Ich wuerde jetzt mal naiverweise denken,
dass ein Print-Journalist doch eine Tageszeitung absetzen
koennen muesste, weil sie entweder als Hintergrundinfo fuer
eigene Recherche, Konkurrenzbeobachtung,
Auftraggeber-Beobachtung (wenn jemand fuer die entsprechende
Zeitung selbst schreibt) o.ae. gelten muesste.

Diese Argumentation ist durchaus in sich schlüssig und dazu würde ich dir raten.

Aber das
Steuerrrecht ist ja nicht immer logisch und erst recht nicht
immer so, wie man sich das so denkt…

jep

Ich las auch, dass verschiedene Finanzaemter das
unterschiedlich sehen

kann vorkommen, da das Erstellen von Steuerbescheiden -im Akkord- ein Massenverfahren ist. Da kann es durchaus sein, dass 2 Sachbearbeiten zu 2 verschiedenen Schlüssen kommen. Für viele Ausgaben muss auch nicht nachgewiesen werden, dass sie betrieblich veranlasst sind, sondern dies muss schlüssig vorgetragen werden, d.h. es muss logisch klingen. Wobei man nie weiss, welcher Maßstab dies tatsächlich ist.
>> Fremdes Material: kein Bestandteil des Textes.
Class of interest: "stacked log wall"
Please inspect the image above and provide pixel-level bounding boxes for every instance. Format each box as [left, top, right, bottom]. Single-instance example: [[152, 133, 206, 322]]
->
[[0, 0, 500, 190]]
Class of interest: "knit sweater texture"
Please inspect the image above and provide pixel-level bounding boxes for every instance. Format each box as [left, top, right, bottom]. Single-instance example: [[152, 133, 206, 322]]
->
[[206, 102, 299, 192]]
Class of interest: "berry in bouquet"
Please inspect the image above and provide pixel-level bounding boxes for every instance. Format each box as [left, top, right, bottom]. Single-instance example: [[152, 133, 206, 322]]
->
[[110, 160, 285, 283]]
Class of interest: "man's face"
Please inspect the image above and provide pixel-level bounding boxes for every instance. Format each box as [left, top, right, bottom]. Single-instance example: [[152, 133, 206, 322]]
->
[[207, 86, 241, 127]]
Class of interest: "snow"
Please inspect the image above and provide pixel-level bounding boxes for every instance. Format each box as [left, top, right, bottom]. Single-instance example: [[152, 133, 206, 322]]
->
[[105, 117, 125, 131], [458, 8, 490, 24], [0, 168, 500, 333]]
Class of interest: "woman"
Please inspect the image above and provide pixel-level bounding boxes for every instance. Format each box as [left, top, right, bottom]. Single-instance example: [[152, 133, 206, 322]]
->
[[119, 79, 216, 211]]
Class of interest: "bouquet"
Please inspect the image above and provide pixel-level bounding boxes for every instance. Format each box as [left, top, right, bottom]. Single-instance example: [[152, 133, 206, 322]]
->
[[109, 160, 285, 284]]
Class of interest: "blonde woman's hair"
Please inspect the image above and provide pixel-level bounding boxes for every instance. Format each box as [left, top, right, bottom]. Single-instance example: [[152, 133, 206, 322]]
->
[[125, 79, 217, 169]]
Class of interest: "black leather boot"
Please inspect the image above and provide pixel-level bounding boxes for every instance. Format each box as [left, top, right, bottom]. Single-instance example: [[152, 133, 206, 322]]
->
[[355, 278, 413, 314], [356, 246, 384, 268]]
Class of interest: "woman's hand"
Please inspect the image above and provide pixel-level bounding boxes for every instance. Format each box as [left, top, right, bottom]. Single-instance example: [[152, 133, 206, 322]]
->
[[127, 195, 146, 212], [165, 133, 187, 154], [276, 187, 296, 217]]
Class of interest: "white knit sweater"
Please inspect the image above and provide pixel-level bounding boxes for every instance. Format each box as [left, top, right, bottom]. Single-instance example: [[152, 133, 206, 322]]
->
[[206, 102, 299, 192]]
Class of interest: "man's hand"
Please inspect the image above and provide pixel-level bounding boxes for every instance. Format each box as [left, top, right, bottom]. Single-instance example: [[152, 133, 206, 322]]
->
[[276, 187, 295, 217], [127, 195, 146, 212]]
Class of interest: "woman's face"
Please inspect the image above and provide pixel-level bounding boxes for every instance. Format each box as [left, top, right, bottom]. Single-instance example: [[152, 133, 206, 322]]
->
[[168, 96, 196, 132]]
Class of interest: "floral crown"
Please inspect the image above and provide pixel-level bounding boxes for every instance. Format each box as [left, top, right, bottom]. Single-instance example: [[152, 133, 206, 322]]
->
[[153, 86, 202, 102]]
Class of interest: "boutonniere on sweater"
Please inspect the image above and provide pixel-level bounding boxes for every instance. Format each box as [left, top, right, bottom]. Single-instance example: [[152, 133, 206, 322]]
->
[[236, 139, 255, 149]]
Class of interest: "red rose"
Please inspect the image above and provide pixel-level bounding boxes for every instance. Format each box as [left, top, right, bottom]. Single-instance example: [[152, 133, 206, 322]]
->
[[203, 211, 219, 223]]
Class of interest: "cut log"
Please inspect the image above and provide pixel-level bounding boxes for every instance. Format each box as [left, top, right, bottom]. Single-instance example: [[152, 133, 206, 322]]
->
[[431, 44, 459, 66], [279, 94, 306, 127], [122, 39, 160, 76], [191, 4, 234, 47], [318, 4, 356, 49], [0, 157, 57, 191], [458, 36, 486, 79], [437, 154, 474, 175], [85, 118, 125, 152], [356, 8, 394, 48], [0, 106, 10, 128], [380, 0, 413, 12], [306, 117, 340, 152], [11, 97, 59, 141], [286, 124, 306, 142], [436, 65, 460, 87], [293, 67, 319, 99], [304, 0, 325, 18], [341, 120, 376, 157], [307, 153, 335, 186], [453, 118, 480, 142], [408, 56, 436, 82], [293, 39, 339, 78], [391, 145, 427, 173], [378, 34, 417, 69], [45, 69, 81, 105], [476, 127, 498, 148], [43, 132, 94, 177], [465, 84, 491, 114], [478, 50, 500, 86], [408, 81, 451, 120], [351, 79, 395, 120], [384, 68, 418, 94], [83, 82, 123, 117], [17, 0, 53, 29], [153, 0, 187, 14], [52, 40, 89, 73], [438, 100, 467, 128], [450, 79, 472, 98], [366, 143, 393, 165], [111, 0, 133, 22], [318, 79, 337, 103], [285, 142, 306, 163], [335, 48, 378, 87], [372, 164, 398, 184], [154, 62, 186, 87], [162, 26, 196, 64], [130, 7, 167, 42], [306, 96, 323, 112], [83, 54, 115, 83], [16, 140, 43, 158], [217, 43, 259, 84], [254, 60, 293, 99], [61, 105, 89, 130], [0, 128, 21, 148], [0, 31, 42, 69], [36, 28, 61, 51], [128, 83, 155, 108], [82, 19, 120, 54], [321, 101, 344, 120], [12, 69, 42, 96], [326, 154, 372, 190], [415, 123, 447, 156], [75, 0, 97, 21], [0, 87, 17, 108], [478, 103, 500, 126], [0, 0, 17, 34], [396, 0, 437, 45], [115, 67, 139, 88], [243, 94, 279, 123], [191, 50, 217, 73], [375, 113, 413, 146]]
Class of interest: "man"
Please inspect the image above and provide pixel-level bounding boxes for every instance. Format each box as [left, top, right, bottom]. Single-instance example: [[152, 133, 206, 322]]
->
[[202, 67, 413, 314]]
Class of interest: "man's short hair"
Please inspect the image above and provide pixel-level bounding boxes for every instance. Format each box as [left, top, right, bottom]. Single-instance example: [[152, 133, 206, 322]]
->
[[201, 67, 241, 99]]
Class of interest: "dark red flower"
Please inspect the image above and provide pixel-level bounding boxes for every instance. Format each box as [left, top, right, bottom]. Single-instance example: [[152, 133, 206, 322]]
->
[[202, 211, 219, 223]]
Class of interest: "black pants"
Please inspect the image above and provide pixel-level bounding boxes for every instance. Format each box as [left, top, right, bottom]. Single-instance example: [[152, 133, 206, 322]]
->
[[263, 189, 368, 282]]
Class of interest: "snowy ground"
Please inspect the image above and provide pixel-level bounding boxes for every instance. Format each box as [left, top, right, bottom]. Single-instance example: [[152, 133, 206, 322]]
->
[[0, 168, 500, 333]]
und fragte mich, ob jemand eigentlich
auch beim Finanzamt offiziell per Brief anbfragen kann,

ja, üblicherweise gibt es Leute, die Briefe ans Finanzamt schicken,
Spaß beiseite, es gibt die Möglichkeit eine verbindliche Auskunft zu beantragen. Die Anforderungen sind hierfür aber hoch gehängt und wegen so was einfachen würde ich nicht empfehlen schon vorher den Sachbearbeiter aufzuschrecken.

wie
das dort gesehen wird. (antworten die dann?)

ja, natürlich

Oder ob jemand
dann den Betriebspruefer abwarten muss?

es wird nicht jedes Jahr von einem Betriebsprüfer geprüft und wenn einer kommt, muss man darüber diskutieren. Übrigens, wenn er weiter nichts findet, würde ich ihn mit dieser Beute ziehen lassen :wink: Der arme Mann muss ein Mehrergebnis vorweisen.

Viele Grüße
C.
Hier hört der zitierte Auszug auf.